Topanga / Sandman Viper Command / Dangerband Horseshoe Tavern, Toronto ON August 25
When one of the headliners drops out at the last minute, it can be hard to save a show's momentum. Just before the doors opened at the Horseshoe Tavern, garage pop duo Army Girls wrote on their Facebook page that they wouldn't be able to play alongside Topanga, as singer Carmen Elle "broke something (not her heart, for once)." Luckily, the other acts on the bill rose to the occasion.

There's a lot of excitement around Topanga right now. The Toronto-based indie rock group's style harkens back to over ten years ago, around the time bands like Saves the Day and Jimmy Eat World helped bring emo out of the basements and into the malls across North America. It makes sense, then, that their moniker references the love interest from '90s teen comedy-drama, Boy Meets World.

Topanga began with "Oceans," the A-side on their first 7-inch, which came out back in February, and closed with the B-side, "Mabu." Both these songs brimmed with youthful enthusiasm and a knack for sing-along choruses. Another standout was "Guilt Trip," where lead vocalist Stefan Babcock channelled the stresses of everyday life while the band retained their easygoing and suburban pop-punk attitude.

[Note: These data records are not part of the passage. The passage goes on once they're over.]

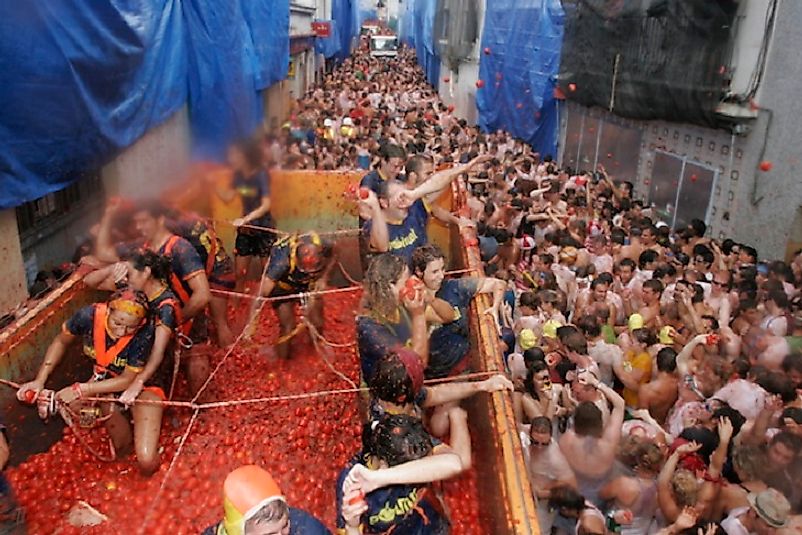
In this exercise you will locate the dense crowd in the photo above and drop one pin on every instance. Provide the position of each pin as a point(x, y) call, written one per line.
point(654, 372)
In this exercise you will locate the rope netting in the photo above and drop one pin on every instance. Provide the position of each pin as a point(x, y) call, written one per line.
point(297, 418)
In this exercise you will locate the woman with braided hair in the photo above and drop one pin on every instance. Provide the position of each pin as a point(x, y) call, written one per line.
point(385, 488)
point(117, 338)
point(388, 320)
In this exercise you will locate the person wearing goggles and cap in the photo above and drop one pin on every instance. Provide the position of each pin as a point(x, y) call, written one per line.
point(254, 505)
point(117, 338)
point(386, 487)
point(297, 264)
point(767, 512)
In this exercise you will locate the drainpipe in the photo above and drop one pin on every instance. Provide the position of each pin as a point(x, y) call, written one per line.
point(755, 200)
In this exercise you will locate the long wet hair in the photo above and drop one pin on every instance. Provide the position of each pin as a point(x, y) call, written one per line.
point(397, 439)
point(378, 298)
point(159, 265)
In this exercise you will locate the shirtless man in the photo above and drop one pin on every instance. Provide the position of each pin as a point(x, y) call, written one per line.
point(547, 468)
point(660, 394)
point(590, 447)
point(650, 306)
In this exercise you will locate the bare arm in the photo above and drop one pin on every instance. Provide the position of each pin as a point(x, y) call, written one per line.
point(103, 278)
point(449, 392)
point(261, 211)
point(685, 356)
point(379, 233)
point(440, 180)
point(109, 386)
point(162, 338)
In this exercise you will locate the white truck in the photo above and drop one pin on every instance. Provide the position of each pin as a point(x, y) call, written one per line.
point(383, 45)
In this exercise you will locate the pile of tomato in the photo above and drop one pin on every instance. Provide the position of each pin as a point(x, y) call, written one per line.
point(302, 443)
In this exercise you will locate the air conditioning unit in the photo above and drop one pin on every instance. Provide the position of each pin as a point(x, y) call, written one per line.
point(456, 27)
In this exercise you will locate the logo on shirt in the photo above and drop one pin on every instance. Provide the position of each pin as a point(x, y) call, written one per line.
point(403, 242)
point(402, 507)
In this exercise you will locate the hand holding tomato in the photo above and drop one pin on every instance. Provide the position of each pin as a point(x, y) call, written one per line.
point(497, 383)
point(354, 505)
point(25, 390)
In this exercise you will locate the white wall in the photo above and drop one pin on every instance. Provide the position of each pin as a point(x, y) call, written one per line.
point(460, 90)
point(156, 161)
point(13, 286)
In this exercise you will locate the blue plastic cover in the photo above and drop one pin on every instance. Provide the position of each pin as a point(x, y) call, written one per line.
point(420, 34)
point(524, 38)
point(345, 15)
point(83, 80)
point(329, 46)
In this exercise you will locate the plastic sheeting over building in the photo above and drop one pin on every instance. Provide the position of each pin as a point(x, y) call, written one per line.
point(417, 31)
point(663, 59)
point(83, 81)
point(521, 45)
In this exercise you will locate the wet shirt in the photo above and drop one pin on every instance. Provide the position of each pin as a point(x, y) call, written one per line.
point(133, 355)
point(280, 270)
point(251, 190)
point(185, 262)
point(197, 232)
point(301, 523)
point(375, 339)
point(449, 343)
point(407, 235)
point(406, 509)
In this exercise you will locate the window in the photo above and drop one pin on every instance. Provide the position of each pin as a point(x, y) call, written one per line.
point(45, 211)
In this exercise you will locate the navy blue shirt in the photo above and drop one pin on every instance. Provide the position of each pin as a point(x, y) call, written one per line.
point(251, 190)
point(279, 269)
point(449, 343)
point(301, 523)
point(375, 339)
point(406, 236)
point(134, 355)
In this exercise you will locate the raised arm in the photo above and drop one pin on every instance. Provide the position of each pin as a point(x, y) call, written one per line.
point(684, 357)
point(449, 392)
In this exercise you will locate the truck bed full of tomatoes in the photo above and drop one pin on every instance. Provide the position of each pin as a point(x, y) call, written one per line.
point(303, 443)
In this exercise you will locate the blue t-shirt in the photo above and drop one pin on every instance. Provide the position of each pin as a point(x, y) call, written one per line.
point(134, 355)
point(449, 343)
point(185, 262)
point(406, 236)
point(406, 509)
point(301, 523)
point(375, 339)
point(251, 190)
point(279, 270)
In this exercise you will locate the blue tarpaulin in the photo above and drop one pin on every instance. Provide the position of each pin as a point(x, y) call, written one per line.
point(417, 31)
point(83, 80)
point(524, 38)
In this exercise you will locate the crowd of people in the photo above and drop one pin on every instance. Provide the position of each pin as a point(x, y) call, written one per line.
point(654, 373)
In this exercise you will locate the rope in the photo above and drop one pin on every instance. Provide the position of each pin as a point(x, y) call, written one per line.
point(288, 297)
point(356, 286)
point(286, 233)
point(271, 399)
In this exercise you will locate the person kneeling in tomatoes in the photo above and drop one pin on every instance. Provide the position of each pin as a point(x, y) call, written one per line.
point(386, 487)
point(253, 505)
point(118, 338)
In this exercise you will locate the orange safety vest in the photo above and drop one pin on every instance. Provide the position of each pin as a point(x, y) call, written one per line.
point(104, 355)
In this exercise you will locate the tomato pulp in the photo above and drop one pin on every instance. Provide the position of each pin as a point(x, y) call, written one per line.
point(303, 443)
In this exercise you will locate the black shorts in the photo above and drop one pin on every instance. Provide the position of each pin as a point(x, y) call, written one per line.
point(253, 242)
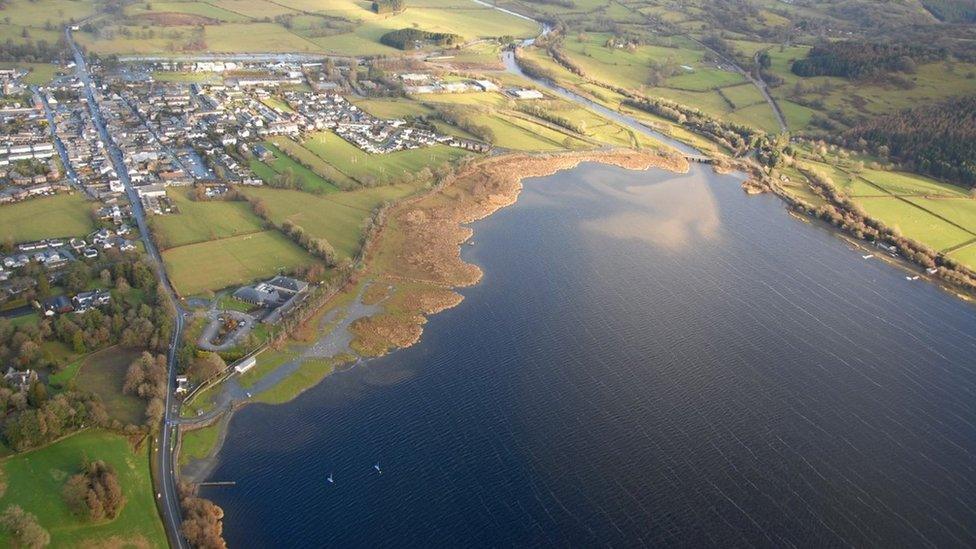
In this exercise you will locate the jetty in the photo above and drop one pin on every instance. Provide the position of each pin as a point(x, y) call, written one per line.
point(699, 158)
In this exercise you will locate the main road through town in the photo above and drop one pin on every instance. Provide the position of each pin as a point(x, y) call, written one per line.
point(165, 477)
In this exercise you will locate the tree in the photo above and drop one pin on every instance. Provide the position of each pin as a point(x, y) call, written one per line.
point(207, 366)
point(24, 528)
point(202, 520)
point(95, 493)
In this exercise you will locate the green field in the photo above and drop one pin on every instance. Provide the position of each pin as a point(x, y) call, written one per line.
point(337, 217)
point(310, 373)
point(199, 221)
point(103, 373)
point(216, 264)
point(307, 179)
point(39, 75)
point(248, 26)
point(362, 166)
point(391, 108)
point(267, 362)
point(198, 443)
point(35, 480)
point(329, 180)
point(203, 9)
point(914, 223)
point(46, 217)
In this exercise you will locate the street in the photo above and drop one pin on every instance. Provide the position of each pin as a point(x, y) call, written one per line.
point(165, 480)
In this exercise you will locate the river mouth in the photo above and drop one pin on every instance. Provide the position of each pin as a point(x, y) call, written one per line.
point(650, 358)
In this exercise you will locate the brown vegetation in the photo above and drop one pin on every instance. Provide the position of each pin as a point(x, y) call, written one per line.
point(23, 528)
point(419, 251)
point(95, 492)
point(202, 520)
point(174, 19)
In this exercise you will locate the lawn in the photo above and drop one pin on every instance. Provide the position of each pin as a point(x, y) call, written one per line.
point(51, 216)
point(35, 480)
point(186, 77)
point(965, 255)
point(203, 9)
point(362, 166)
point(961, 211)
point(198, 443)
point(391, 108)
point(743, 95)
point(330, 179)
point(37, 13)
point(267, 362)
point(39, 75)
point(907, 183)
point(914, 222)
point(103, 373)
point(307, 179)
point(277, 104)
point(337, 217)
point(202, 220)
point(216, 264)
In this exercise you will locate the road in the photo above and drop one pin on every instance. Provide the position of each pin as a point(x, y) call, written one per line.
point(58, 144)
point(165, 480)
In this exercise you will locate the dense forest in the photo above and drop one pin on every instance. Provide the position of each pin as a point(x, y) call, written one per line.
point(408, 39)
point(952, 11)
point(854, 59)
point(938, 140)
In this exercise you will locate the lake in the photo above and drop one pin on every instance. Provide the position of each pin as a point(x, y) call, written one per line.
point(651, 359)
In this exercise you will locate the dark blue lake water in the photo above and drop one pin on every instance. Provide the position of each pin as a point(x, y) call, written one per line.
point(651, 359)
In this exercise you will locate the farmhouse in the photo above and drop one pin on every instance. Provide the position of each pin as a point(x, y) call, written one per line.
point(245, 365)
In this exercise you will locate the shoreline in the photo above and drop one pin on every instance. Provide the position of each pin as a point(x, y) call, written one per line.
point(435, 223)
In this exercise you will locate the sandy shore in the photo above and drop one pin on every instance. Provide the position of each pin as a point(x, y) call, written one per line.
point(418, 254)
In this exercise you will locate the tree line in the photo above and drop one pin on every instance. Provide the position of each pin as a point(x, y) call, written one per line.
point(408, 38)
point(853, 59)
point(938, 139)
point(45, 412)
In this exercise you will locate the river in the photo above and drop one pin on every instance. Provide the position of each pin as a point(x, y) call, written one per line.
point(651, 359)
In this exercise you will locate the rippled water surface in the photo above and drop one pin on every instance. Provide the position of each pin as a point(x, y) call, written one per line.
point(651, 359)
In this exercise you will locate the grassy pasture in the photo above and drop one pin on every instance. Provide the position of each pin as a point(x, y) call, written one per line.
point(254, 9)
point(961, 211)
point(914, 222)
point(255, 37)
point(307, 179)
point(391, 108)
point(198, 443)
point(46, 217)
point(216, 264)
point(743, 95)
point(186, 77)
point(338, 217)
point(203, 9)
point(327, 172)
point(759, 116)
point(199, 221)
point(705, 78)
point(103, 373)
point(965, 255)
point(37, 13)
point(39, 75)
point(363, 166)
point(912, 184)
point(35, 480)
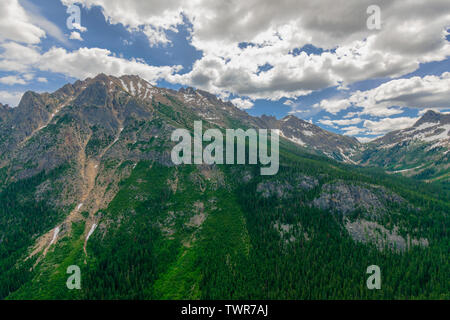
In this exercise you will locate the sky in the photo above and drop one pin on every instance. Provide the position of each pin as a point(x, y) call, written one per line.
point(356, 67)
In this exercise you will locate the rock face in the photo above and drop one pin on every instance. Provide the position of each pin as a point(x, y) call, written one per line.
point(345, 198)
point(371, 232)
point(421, 150)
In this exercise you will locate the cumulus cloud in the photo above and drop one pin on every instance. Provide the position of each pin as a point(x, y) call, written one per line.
point(239, 37)
point(242, 103)
point(11, 98)
point(386, 125)
point(344, 122)
point(11, 80)
point(75, 36)
point(385, 100)
point(81, 63)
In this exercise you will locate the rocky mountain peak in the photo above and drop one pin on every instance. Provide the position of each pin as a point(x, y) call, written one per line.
point(433, 117)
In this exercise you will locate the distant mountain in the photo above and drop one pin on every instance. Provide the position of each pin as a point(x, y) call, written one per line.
point(86, 179)
point(421, 151)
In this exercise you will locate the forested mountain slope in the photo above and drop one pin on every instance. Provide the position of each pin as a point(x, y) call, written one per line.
point(87, 180)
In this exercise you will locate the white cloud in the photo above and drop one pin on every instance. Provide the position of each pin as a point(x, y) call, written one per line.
point(11, 98)
point(386, 125)
point(344, 122)
point(79, 27)
point(80, 64)
point(242, 103)
point(75, 36)
point(413, 32)
point(384, 100)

A cover of "Our Retired Explorer" by the Weakerthans highlighted Topanga's Canadian origins, and a redo of "Sheep Go to Heaven" by Cake for the encore showed off their quirky sense of humour.

In the opening slots were Ontario's Sandman Viper Command and Dangerband. Though only in their early 20s, Sandman Viper Command came across like seasoned road warriors with an indie sound as well-worn as guitarist and vocalist Rob Janson's ripped Levi's jeans. On "Yo Bobcat," off their 2009 debut album Everybody See This, bassist Aaron Harvey thumped out a propulsive and intricate line on his black and white Rickenbacker. Newer songs such as "Looking to Bleed" and "Feel Is Good" seemed almost arena-ready.

Dangerband warmed up the crowd with their punchy major-scale chord progressions. At their best, they displayed real songwriting chops and hinted at early Weezer.

Considering that one of the scheduled performers couldn't make it, Topanga held their own and put on a solid show.